Friday, April 29, 2011

Y is for ... Yak

As a friend to the children commend me the Yak.
You will find it exactly the thing:
It will carry and fetch, you can ride on its back,
Or lead it about with a string.

The Tartar who dwells on the plains of Thibet
(A desolate region of snow)
Has for centuries made it a nursery pet.
And surely the Tartar should know!

Then tell your papa where the Yak can be got,
And if he is awfully rich
He will buy you the creature - or else he will not.
(I cannot be positive which.)


Hilaire Belloc's 1896 poem ascribes to the yak considerable virtues, without troubling to mention the Himalayan bovine is among the largest species in the family - a wild yak can stand 7 feet tall at the shoulder and weigh over a metric ton - or that they are so well-adapted for the harsh high-altitude environment they call home that they struggle in more human-friendly habitats. In Tibet, domesticated yaks - which are smaller than the wild yak - are used as hardy beasts of burden, and for their milk, their meat, their hides ... even their dung makes valuable fuel, for there is little vegetation in the high Himalayas that can serve this purpose. Yaks even provide a tourist attraction, and are employed in bizarre sports like yak polo.

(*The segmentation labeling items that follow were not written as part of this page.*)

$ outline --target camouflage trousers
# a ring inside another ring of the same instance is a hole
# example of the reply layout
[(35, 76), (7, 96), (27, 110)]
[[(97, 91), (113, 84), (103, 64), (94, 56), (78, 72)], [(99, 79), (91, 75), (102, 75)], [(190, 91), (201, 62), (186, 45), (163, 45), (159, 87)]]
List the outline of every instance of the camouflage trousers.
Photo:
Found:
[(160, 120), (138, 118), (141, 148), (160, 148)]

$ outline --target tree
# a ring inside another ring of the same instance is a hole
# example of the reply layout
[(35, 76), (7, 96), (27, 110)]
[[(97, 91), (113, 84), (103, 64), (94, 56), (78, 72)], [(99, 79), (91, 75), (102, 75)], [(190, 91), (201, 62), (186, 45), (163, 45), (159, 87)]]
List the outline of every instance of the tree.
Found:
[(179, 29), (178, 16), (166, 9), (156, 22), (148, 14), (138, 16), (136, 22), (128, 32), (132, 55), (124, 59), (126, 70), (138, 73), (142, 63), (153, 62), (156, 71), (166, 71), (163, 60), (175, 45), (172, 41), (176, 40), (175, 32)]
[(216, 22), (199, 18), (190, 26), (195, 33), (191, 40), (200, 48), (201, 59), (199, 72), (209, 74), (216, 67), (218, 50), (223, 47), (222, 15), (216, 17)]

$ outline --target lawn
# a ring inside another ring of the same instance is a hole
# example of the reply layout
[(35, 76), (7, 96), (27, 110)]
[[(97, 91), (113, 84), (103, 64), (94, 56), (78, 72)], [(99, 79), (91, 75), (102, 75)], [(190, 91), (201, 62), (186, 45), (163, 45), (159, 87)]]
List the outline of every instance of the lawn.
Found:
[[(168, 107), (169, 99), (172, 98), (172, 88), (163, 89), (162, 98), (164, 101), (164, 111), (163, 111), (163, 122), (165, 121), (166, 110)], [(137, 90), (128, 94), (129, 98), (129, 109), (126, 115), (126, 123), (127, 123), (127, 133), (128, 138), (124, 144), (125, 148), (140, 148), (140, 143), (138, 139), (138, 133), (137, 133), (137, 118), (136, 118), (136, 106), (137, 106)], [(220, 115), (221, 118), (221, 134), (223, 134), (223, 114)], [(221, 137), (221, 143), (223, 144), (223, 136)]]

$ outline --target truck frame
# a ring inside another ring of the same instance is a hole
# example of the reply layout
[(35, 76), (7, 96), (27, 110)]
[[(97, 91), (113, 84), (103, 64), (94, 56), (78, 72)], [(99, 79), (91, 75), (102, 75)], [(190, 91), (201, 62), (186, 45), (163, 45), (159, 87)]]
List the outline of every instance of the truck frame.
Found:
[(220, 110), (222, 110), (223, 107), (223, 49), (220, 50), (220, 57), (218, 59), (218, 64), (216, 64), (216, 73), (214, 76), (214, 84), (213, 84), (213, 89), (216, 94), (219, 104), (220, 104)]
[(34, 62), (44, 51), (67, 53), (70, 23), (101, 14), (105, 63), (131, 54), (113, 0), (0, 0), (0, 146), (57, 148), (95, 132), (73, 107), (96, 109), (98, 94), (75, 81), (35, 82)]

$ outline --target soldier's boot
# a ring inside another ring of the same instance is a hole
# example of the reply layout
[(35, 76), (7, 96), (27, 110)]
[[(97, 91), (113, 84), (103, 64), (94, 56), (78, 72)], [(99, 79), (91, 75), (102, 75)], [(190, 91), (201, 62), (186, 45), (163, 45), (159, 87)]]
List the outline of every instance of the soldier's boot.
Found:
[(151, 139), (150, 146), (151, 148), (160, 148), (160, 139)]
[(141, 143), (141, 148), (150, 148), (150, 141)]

Another use to which the yak has been put is in substituting for another infamous Himalaya native, also known by a name beginning with Y. Hide from yaks has been claimed in the past, wittingly or otherwise, to be residual evidence of the legendary yeti, the cryptid apeman of the Himalayas. Other specimens have been reliably identified as belonging to Tibetan blue bears, or the serow, a species of mountain goat. Cryptozoologists continue to return, however, drawn by a long history of mysterious footprints in the high snowfields, periodic intriguing finds of partial remains - the Panboche hand, a relic that had Neanderthal features but that was stolen before it could be fully tested, is a classic example - and a wealth of eyewitness reports stretching back into history and persisting to the present day. We shall speak more of the Yeti another time.